Measuring Colostrum Quality
Posted on November 9, 2012 in Starting Strong - Calf Care
Failure of passive transfer is one of the biggest factors affecting calf health and mortality. Not only is it important to make sure your calves are getting colostrum in a timely manner, but it is also important that the colostrum you are feeding is of the highest quality. How do you evaluate colostrum quality? Several great devices are available to make sure the colostrum you are feeding your calves is getting them off to the right start.
Currently, only about 13 percent of U.S. farms perform any type of colostrum quality evaluation with the colostrometer being the most commonly used type of evaluation.
A colostrometer is a glass hygrometer that is placed in a sample of colostrum at room temperature. The instrument measures the specific gravity or density of the colostrum. A dense colostrum sample will have a higher concentration of important immunoglobulins. Depending on the density, the colostrometer will either sink or float. The tube is color-coded, so you can easily see whether the colostrum is good (green) or not-so-good (red).

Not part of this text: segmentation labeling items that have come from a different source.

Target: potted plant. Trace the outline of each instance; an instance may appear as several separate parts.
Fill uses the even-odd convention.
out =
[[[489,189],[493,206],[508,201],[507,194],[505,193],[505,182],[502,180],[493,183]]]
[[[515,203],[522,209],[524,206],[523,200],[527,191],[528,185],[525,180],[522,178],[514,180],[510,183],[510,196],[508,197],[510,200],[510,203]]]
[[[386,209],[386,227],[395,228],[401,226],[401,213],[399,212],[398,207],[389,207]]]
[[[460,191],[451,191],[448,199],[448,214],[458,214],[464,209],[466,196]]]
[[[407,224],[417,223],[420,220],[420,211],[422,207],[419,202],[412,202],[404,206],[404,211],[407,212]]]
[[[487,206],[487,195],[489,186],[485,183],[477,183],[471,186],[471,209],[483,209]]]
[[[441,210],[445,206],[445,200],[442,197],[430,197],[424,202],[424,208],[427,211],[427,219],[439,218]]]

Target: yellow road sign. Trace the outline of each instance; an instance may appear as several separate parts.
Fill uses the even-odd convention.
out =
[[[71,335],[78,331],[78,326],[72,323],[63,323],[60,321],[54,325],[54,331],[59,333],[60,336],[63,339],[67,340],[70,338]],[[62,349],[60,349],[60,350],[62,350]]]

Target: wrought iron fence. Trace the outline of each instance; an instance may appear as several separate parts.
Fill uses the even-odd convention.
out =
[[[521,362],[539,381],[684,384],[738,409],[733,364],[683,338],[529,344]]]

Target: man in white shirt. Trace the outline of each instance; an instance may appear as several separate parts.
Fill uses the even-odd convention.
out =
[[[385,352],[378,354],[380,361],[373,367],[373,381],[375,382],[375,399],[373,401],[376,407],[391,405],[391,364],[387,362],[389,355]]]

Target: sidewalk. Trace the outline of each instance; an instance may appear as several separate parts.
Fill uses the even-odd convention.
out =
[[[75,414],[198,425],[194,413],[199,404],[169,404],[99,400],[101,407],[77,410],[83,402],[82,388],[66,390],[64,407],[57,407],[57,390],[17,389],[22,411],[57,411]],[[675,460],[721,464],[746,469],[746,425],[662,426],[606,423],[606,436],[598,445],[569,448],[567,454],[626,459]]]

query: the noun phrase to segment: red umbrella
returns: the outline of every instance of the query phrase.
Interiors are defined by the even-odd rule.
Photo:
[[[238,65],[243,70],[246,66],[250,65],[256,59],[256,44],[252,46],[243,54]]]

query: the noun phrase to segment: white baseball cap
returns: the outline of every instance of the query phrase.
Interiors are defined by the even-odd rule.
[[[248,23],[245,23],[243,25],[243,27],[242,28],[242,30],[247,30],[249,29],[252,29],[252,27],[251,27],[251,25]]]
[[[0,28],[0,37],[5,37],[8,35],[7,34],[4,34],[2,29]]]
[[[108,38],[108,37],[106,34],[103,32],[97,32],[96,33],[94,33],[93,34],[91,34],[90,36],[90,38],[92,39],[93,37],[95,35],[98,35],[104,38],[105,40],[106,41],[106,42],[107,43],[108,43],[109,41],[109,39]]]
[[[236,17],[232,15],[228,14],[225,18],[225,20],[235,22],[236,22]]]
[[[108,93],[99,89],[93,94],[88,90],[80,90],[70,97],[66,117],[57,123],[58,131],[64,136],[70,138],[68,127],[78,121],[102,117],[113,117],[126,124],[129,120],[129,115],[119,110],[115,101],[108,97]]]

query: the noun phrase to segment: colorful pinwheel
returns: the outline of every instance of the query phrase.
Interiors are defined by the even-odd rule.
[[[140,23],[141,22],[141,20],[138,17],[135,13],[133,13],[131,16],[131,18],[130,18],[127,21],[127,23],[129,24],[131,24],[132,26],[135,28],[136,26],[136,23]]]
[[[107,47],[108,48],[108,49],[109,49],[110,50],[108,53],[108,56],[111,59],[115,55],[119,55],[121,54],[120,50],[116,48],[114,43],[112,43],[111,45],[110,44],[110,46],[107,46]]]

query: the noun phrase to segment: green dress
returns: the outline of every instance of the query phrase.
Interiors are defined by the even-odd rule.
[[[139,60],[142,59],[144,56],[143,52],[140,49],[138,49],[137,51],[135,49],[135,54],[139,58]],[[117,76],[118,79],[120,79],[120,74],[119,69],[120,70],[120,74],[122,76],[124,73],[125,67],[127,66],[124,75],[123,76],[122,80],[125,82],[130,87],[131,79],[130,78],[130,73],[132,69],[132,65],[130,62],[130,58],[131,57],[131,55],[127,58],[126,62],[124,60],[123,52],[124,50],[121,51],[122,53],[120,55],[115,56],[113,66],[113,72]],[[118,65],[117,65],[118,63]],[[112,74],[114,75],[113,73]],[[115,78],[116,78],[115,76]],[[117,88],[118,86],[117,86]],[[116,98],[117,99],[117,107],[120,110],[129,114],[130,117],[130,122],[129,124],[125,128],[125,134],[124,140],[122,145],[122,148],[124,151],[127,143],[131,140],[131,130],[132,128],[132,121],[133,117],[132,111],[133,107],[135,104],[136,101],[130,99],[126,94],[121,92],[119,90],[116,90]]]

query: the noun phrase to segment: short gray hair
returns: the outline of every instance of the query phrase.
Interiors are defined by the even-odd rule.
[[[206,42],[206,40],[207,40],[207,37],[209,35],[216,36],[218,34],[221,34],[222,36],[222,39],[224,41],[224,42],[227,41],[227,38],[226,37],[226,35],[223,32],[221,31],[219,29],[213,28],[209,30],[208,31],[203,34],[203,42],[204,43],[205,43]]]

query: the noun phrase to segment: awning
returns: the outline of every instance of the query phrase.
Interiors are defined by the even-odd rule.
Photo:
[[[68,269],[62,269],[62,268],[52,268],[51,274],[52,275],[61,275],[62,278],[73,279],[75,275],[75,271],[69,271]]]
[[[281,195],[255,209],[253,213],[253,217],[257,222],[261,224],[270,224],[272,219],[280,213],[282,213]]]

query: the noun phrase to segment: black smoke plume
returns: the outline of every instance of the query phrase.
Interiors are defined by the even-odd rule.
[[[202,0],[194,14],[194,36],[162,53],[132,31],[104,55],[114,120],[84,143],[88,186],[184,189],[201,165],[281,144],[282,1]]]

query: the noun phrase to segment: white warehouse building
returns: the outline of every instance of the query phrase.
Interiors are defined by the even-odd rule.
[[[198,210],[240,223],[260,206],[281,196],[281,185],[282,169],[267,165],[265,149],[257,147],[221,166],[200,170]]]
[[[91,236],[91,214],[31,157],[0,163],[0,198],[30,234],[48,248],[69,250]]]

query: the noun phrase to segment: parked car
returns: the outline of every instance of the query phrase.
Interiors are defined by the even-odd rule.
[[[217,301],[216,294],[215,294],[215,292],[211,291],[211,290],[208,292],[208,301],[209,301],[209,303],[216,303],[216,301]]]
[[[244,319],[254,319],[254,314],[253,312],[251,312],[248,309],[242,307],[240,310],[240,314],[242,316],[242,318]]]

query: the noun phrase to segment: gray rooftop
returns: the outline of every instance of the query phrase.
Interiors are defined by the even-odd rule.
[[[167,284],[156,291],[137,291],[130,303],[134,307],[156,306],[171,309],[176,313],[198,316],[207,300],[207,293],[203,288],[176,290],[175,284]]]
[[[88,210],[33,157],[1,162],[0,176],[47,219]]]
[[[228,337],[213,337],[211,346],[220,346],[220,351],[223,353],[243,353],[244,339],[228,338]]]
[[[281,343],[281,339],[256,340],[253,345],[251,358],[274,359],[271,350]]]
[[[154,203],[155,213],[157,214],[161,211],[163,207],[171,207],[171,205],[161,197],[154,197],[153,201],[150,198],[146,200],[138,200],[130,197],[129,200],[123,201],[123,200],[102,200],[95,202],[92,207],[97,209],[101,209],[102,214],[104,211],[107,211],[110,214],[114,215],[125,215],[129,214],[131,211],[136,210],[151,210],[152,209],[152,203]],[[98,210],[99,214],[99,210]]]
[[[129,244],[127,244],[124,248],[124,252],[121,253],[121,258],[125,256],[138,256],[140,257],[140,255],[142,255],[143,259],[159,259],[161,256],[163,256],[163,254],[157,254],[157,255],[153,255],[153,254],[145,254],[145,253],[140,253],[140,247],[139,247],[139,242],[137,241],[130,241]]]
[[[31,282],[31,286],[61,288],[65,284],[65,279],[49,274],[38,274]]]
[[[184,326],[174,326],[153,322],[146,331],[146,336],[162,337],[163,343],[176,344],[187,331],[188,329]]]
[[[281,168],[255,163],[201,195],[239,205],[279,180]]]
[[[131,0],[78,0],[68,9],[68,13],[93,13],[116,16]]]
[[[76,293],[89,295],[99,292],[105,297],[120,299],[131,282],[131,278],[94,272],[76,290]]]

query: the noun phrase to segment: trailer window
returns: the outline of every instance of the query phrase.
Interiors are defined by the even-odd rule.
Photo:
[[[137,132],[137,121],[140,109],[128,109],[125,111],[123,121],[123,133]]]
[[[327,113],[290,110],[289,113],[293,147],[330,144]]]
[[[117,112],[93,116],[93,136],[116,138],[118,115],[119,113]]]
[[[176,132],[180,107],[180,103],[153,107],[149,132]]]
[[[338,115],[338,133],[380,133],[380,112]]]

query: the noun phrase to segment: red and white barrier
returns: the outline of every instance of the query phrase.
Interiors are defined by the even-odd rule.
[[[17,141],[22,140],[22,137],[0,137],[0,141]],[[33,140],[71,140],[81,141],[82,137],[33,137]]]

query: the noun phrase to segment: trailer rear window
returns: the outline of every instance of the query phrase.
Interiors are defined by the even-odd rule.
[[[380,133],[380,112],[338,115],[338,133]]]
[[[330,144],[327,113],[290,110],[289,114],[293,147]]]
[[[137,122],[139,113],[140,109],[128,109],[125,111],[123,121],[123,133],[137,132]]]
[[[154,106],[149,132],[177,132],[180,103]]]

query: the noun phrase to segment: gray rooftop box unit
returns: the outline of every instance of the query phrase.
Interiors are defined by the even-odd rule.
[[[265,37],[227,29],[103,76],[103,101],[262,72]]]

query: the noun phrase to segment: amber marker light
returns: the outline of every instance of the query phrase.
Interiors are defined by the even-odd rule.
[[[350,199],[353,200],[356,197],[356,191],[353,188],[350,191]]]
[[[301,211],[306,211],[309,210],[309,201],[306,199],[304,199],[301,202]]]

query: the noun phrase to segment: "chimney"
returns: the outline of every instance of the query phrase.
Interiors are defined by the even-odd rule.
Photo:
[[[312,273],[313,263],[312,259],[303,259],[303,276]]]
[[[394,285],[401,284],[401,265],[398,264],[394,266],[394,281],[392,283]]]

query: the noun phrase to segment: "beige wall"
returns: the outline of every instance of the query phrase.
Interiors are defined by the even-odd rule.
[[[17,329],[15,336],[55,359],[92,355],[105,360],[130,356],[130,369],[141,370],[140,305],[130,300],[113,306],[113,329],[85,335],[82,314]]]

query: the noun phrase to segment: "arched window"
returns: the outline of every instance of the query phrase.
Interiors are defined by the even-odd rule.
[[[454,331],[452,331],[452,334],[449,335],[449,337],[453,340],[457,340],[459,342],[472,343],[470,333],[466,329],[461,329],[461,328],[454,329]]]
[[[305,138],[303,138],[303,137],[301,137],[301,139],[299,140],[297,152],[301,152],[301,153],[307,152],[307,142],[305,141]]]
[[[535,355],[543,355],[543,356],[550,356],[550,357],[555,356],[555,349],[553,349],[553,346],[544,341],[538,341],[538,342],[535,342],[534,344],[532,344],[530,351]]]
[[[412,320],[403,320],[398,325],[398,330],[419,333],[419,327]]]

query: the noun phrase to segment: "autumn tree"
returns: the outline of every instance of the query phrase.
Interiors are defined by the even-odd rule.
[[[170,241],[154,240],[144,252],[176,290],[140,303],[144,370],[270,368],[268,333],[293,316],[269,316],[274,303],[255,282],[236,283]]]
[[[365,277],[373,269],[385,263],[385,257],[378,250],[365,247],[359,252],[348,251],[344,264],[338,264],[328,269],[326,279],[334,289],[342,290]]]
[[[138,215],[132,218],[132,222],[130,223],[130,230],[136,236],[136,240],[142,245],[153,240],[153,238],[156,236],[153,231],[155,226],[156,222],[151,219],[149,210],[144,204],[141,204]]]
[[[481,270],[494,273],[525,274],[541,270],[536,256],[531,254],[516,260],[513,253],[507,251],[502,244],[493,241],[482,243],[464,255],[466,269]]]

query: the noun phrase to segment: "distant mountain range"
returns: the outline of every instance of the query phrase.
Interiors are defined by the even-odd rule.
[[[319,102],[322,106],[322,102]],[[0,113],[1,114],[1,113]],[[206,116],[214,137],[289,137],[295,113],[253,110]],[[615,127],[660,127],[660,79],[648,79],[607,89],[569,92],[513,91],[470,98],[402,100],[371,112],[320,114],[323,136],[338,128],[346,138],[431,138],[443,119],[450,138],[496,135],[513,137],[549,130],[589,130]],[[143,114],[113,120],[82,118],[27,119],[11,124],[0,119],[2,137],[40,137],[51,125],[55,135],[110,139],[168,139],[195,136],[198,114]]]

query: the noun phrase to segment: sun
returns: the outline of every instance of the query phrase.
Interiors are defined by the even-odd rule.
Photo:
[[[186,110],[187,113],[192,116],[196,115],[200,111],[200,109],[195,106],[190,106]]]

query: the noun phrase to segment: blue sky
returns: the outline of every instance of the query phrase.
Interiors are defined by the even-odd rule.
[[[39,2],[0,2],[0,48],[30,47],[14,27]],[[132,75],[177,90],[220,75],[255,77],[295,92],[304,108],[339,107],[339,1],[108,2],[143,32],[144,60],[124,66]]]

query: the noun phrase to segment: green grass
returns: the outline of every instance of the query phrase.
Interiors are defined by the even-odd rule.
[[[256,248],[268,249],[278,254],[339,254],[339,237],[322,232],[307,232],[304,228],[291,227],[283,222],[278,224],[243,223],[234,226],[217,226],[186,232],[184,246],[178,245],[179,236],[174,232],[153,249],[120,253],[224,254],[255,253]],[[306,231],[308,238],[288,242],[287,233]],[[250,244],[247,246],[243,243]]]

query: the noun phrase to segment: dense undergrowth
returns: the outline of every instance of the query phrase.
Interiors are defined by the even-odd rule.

However, colostrometers can be inaccurate if the temperature of the colostrum is not at room temperature. If the colostrum is warmer than room temperature, there can be false negative readings and a lot of high-quality colostrum can be discarded.
The popularity of colostrometers is fairly high because they are easy to use and inexpensive. But, colostrometers are incredibly fragile and break easily when used on-farm. That, coupled with the temperature sensitivity problem, makes colostrometers less than ideal for on-farm evaluation.
A newer product to the market is the Brix refractometer. Unlike the colostrometer, the Brix refractometer is not temperature sensitive. It measures the total solids content in colostrum, which is directly correlated to the amount of IgGs present.
“A Brix measurement of at least 22 percent solids best predicts high-quality colostrum,” says Sandra Godden, a professor with the College of Veterinary Medicine at the University of Minnesota.
Recent research has shown that although Brix refractometers are not perfect, they offer improved accuracy over previous colostrum evaluation techniques. Refractometers can be as cheap as $50 and top-of-the-line digital models can cost more than $150.
While these devices are valuable estimating colostrum quality, it is still important to properly harvest and store colostrum, otherwise quality colostrum can be compromised.
“Clean matters,” says Godden. “Dirty, contaminated equipment is one important source of colostrum contamination.”
A second contamination source is bacterial growth during storage.
Properly cleaning and disinfecting the teats and milk equipment during the milking process and transferring colostrum into clean containers are two of the easiest ways to keep colostrum clean. Stored colostrum should either be frozen or refrigerated immediately and used up over a couple days post-collection.